You may recall that Grace and I are distantly related as cousins. Grace is the result of our common ancestor’s activities as a sugar planter in the West Indies. It seems he planted much more than sugar cane. As Grace and I shared a picnic, beautifully prepared by Mrs Travers  (enthusiastically doing her stint on the coconut shy)  and listening  to the music, she asked me if in the light of her revelations about our connections through the MacCavity Plantations, I  would prefer it if she left and went elsewhere. I said she was welcome to go anywhere she wanted and that I would really rather she was not my employee as we are cousins and both descended from Ethelred who was  more ready than generally supposed.

She looked crestfallen, until I added, that  I was well aware of the injustices of the past and as a trustee of the MacCavity Estate, I had a degree of say in how a discretionary fund for the public good was spent.

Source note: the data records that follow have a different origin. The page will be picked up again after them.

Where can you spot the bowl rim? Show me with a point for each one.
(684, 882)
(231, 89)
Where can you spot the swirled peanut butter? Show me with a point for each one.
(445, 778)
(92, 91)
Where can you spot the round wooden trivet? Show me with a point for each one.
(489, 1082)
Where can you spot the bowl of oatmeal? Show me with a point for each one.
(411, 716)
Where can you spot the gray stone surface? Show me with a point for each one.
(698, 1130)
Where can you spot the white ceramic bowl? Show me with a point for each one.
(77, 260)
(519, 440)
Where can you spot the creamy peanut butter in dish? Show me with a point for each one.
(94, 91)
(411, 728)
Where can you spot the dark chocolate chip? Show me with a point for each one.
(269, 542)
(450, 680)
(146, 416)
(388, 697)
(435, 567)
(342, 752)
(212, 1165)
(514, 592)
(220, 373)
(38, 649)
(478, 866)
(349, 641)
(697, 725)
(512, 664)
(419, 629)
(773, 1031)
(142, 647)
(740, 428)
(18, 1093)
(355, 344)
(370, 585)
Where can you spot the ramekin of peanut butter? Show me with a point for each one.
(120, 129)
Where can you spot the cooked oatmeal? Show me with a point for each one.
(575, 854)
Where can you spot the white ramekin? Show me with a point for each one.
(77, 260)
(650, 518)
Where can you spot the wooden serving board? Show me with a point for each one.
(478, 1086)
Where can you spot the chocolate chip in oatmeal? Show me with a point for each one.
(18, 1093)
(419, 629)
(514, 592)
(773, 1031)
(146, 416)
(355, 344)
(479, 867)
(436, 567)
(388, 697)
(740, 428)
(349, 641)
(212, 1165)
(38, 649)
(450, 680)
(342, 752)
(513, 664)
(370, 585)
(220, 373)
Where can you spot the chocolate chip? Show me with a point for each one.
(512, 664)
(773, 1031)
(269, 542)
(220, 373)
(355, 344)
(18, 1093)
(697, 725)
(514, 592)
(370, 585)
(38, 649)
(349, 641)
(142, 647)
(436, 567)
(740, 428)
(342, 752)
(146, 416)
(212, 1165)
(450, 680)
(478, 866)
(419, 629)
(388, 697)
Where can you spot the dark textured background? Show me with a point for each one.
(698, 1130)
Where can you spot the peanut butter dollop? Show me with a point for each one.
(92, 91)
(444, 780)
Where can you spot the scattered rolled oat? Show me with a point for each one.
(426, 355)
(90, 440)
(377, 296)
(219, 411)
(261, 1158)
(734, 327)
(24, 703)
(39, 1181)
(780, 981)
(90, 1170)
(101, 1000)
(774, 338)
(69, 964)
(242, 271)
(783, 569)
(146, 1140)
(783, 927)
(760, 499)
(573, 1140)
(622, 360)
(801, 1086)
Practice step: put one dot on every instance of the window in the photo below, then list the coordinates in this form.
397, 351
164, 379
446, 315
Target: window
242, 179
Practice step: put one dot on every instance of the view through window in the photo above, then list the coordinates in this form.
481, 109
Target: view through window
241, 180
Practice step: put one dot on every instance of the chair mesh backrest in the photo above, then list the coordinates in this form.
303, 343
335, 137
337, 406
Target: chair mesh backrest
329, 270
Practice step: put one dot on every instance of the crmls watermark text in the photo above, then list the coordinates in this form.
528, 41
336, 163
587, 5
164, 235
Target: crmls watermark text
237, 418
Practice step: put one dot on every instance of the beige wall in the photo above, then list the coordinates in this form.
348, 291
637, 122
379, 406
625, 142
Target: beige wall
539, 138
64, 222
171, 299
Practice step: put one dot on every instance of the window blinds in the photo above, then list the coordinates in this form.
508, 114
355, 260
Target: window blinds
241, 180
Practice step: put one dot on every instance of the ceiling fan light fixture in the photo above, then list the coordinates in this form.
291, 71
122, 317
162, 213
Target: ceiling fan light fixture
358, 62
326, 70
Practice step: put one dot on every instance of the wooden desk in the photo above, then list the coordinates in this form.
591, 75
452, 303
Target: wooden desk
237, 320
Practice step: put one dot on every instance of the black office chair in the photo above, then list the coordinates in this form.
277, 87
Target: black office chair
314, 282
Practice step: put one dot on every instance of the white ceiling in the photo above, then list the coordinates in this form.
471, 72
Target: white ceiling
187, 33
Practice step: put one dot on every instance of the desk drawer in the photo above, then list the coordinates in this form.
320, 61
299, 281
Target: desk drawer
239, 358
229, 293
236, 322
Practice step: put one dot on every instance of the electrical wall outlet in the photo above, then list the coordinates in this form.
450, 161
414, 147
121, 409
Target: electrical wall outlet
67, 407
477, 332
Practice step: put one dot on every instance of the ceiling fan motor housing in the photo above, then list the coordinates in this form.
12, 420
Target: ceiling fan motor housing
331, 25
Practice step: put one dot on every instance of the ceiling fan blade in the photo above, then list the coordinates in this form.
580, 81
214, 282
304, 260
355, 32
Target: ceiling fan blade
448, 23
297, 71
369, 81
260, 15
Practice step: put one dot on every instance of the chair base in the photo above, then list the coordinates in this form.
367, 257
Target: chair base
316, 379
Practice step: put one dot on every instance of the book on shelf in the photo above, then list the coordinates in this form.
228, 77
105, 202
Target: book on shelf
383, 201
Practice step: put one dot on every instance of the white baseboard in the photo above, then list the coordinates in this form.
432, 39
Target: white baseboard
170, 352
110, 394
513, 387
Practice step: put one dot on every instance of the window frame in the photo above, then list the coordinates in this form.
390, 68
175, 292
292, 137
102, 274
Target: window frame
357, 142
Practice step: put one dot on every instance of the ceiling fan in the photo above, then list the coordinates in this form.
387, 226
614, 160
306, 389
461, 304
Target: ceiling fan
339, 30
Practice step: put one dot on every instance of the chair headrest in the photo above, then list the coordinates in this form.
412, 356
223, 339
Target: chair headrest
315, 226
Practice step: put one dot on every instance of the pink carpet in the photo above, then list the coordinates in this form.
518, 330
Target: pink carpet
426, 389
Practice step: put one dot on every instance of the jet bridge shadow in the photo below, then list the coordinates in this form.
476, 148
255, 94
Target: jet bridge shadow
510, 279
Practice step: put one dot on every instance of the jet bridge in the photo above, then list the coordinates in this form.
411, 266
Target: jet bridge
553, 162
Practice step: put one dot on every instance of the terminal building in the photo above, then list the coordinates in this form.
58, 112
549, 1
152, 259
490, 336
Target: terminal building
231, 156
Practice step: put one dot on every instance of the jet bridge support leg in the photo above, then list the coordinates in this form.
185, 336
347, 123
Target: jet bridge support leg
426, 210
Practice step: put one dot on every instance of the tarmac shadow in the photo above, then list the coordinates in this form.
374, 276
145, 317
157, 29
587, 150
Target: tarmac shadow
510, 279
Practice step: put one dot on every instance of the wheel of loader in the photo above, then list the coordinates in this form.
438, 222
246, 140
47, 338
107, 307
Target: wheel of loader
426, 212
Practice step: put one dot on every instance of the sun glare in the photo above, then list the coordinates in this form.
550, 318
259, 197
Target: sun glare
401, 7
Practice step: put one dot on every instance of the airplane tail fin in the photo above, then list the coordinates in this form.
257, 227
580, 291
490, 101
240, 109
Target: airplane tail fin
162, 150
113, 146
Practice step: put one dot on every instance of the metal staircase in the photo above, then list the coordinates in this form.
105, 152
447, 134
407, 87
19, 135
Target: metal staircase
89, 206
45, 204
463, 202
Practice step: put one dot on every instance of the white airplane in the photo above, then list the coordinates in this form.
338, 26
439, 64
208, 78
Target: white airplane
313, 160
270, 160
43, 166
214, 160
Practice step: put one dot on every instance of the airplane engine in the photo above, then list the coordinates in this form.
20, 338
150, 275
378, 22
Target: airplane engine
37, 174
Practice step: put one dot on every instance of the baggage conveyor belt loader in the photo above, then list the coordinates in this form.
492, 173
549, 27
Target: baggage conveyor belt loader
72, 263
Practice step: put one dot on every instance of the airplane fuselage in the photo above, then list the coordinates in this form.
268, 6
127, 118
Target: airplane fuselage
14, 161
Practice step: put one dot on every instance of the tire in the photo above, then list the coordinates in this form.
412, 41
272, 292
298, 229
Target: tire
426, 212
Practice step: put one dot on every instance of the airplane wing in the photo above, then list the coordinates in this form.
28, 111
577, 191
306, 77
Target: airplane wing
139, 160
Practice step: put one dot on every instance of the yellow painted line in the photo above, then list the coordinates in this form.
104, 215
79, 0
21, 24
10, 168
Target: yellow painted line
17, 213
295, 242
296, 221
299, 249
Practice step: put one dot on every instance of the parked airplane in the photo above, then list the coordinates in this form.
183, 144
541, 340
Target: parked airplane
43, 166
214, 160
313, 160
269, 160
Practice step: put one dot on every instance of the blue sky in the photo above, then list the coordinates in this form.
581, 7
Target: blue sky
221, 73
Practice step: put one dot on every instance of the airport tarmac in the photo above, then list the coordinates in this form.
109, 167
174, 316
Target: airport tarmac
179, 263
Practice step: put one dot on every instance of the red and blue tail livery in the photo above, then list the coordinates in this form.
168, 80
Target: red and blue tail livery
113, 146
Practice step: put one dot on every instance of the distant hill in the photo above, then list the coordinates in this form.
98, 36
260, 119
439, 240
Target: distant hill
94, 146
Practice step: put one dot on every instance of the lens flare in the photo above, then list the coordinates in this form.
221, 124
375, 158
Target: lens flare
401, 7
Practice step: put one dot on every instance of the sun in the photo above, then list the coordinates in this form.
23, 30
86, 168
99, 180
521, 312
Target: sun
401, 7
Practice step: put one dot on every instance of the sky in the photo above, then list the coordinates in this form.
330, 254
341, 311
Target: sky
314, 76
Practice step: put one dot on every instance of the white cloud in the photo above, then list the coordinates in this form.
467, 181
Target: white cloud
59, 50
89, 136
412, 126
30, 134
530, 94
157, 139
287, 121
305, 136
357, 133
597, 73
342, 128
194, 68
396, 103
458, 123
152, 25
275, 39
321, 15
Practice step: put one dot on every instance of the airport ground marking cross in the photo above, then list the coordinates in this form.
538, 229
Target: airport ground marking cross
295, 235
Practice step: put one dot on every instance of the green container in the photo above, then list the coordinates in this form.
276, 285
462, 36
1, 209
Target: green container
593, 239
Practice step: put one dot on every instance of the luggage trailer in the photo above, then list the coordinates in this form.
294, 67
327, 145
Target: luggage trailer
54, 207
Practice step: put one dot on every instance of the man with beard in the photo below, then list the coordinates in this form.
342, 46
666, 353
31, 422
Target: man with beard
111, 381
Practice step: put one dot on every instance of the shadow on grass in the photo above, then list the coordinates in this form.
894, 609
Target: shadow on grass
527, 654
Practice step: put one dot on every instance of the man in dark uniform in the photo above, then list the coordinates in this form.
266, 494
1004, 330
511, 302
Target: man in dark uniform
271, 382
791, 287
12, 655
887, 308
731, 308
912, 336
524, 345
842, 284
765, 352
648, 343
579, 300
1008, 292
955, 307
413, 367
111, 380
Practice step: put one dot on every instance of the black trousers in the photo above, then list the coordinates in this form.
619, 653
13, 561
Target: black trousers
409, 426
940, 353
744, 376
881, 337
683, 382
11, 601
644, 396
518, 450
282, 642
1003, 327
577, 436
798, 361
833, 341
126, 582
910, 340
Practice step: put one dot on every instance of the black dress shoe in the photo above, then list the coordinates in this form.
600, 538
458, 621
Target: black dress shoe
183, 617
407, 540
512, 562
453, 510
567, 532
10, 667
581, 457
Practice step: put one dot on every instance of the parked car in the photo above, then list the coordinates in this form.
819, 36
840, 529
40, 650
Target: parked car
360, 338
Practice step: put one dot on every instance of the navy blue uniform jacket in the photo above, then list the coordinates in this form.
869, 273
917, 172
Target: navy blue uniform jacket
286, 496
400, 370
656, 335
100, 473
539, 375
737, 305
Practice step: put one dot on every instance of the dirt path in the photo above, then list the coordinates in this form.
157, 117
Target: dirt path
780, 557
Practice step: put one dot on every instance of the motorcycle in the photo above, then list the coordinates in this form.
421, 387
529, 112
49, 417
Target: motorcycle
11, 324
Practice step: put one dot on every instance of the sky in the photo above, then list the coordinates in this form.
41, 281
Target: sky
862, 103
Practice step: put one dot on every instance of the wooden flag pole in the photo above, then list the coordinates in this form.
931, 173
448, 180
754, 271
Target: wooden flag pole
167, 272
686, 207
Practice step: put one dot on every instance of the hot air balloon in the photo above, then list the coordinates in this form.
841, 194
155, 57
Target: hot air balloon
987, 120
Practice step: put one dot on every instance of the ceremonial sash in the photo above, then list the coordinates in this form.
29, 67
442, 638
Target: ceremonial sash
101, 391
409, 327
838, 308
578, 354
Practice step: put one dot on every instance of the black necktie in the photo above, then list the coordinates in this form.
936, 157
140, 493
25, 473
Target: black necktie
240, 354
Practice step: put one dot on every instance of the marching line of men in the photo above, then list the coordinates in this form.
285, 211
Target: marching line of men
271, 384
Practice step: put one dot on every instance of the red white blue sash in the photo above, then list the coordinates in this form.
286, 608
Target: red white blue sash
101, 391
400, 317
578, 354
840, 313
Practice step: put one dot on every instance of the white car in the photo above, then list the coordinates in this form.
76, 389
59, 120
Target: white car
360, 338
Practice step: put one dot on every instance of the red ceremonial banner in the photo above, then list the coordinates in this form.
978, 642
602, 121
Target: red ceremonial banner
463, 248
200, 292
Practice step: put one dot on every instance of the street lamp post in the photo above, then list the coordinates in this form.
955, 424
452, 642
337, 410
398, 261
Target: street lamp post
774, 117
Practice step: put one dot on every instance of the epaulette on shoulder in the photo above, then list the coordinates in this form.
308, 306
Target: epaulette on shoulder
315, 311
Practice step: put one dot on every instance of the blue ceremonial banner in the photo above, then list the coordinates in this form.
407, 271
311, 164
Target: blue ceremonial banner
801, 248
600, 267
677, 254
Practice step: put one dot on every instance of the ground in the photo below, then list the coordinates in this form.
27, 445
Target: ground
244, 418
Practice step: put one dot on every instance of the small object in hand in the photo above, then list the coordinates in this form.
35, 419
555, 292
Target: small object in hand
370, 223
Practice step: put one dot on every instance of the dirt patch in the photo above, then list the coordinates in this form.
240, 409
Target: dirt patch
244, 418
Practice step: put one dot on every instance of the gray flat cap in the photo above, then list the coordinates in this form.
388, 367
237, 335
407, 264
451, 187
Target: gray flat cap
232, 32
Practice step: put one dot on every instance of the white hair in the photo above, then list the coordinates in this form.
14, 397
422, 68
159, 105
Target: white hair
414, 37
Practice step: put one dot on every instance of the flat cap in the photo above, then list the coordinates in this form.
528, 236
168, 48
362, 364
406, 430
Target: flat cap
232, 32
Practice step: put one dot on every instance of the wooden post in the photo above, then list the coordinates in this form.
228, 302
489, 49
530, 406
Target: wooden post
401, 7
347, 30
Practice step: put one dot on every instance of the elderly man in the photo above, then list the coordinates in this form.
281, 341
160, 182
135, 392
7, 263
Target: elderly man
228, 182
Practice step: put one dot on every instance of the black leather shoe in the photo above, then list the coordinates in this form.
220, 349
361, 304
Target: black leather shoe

I would therefore like to assign to her a sum of money which is rightfully hers to set her up in any way she felt was appropriate. Grace said not unnaturally that she was astonished by my generosity and had thought of trying to resume her nursing career . However, what she wanted more than anything else was to set up a business importing African inspired textiles and decorative objects into Britain and that her husband wanted to further his musical interests perhaps establishing a Jazz Club in London.

Things In Common

I have to confess most of this was Jasper’s idea, but I am well aware of my good fortune in life and the advantages that I have had. It was, however, my idea to bring the matter up at the picnic. Somehow it is much easier to discuss things out of doors with a cream cheese, chive and cucumber sandwich. There is also something about wasps that brings people together. Well most people. I do not think there is much that unites the Silver Band these days, however. They were formed when the Pentland-Firths owned coal mines but these were taken over  after the last Unpleasantness by the Labour Government with nationalisation. It would seem they have lost some of their puff.

I asked Grace what she thought about politics and she said that being a Conservative she thought about it very little. Her husband it seems votes Labour. We both wondered if we might alter our hasbands’ views before the General Election which we are both convinced will take place this autumn.  “Change his politics Muriel, I can hardly get him to change his socks!” “Isn’t it strange” I said, “how we can all be different colours and creeds and yet under the skin, all men are equal.”

“Yes Muriel – equally useless. Can I tempt you to a spot of rum punch?”

“You certainly can, dear cousin, you certainly can. Mrs Travers, that will be two rum punches please.”